Reading the label on the Cascade Dishwashing gel that we use, it has Sodium Polyphosphate as the primary ingredient. The label says "phosphate free", which means that it does not have the conventional "free" phosphate salts that cause foaming, deplete dissolved oxygen in water and fertilize algae and cause eutrophication of ground water.
Also, sodium polyphosphate is widely used in water softeners, for some of the same reasons that it is a good cleaning agent; it's ability to sequestrate charged ions (dirt).
I don't really see the big advantage of "7th Generation" over "Cascade", especially when you consider that the bugs in most waste treatment plants will digest tripolyphosphate rather easily, and you might end up using more detergent that is less effective than less detergent that is more effective?
Maybe they just need to use "Jet Dry" in their dishwashers to stop the spotting.
If all those people in Spokane had water softeners, they would probably be using MORE sodium tripolyphosphate in their water softeners than they use in Cascade or some similar product.
But as someone commented earlier, I'm just some stupid wingnut, so this should be disregarded.
Meh.
-David
Phosphate is stripped out at your local wastewater treatment plant. It is only an issue if you dump your grey water in the ditch by your house.
, at
Craig,
Actually, Sodium Tripolyphosphate is supposed to be safe for septic tanks, meaning it is ok for rural areas (The bugs in the septic tank will digest this.
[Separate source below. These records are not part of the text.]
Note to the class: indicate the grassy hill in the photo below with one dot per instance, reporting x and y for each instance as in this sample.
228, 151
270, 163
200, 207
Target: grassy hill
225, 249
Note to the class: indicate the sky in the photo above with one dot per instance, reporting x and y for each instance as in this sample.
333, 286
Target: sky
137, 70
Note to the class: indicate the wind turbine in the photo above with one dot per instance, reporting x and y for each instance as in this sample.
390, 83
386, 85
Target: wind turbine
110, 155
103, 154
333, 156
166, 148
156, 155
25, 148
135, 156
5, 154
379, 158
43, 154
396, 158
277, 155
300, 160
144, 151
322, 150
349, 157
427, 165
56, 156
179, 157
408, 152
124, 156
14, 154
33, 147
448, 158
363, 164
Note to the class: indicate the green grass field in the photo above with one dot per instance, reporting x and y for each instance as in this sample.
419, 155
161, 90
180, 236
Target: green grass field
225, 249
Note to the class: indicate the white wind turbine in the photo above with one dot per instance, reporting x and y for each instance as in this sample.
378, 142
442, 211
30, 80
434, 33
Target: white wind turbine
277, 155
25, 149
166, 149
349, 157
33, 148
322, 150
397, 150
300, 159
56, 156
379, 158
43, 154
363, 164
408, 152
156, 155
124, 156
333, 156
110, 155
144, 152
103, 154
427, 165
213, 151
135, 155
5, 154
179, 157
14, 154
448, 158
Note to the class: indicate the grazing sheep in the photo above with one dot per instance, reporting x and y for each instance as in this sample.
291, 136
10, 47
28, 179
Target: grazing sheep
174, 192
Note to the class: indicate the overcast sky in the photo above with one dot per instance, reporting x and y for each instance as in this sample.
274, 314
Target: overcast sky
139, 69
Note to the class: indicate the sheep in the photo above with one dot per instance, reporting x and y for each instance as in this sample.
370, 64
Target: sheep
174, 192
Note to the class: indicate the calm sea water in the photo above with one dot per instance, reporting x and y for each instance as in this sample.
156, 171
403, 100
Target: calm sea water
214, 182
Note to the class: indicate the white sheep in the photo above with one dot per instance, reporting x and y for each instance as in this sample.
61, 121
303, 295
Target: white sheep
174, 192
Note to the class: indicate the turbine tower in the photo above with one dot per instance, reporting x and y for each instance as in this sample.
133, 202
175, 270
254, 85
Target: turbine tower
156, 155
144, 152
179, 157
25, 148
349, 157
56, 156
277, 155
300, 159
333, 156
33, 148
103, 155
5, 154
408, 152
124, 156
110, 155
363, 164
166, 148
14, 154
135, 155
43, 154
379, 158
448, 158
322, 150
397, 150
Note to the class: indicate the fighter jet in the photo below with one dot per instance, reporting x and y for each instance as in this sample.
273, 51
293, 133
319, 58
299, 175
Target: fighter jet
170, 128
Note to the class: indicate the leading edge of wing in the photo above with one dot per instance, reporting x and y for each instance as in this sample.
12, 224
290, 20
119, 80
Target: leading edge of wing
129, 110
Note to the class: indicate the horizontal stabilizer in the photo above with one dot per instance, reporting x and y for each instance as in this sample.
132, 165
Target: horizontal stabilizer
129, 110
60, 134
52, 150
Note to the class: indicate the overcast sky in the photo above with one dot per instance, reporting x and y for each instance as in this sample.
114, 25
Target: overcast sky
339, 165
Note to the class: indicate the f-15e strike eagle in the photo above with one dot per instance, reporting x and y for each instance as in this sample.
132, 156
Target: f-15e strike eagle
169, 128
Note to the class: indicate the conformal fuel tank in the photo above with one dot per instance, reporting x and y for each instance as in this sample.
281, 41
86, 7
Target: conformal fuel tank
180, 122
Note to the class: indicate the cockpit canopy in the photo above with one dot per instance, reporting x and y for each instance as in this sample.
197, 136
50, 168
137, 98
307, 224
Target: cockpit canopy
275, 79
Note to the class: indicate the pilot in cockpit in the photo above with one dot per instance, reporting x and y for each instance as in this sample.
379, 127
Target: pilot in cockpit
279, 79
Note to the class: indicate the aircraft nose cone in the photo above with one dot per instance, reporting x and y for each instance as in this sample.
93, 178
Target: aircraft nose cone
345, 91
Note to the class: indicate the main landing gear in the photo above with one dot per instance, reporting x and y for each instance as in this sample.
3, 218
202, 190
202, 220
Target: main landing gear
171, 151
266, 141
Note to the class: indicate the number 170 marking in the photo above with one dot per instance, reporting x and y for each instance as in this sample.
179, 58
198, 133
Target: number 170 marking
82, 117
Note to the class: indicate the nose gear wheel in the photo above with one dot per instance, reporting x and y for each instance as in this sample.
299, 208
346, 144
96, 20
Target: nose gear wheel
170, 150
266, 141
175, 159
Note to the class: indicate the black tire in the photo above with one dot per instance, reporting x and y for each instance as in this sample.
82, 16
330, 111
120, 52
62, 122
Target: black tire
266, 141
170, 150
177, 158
It's what's for dinner!). I don't know too many people that just dump their wastewater (grey water) in a ditch anymore.
-David
By Brian Schmidt, at Fri Apr 03, 07:08:00 PM:
Yahoo for Tigerhawk! I knew I had seen him show up at some of our watermelon socialist meetings.
, at
David said,
I don't know too many people that just dump their wastewater (grey water) in a ditch anymore.
Me: I know one (the bathroom goes to a septic tank o.k.). Perhaps it is to these that we should preach our anti-phosphate message.
By davod, at Sun Apr 05, 08:39:00 AM:
Many states already have restrictions on the use of products with phosphates in them. I think dishwasher detergent was made an exception. For example DC has banned products with phosphate in them for over twenty years, the excepton being dishwasher detergent. The District is considering including the dishwasher detergent in the ban.
By davod, at Sun Apr 05, 08:47:00 AM:
PS:
"I just want them washed in really hot water so I know that most of the killer bacteria has been removed."
This is my problem with the idea that you can use cold or warm water to wash dishes or laundry.
Detergents are made to clean. But are they made to kill bugs (Bed and germs). I do recall reading last year of the bed bug returning to hotel beds after a long absence. I wonder if this had anything to do with trend to use cold water to wash the laundry.
"But it works very well..."
Apparently that is not an opinion shared by those rushing to another county buy the phosphate-laden alternatives.
So do I believe the admitted greenie who would happily ban the stuff or the folks who actually have to live under the ban?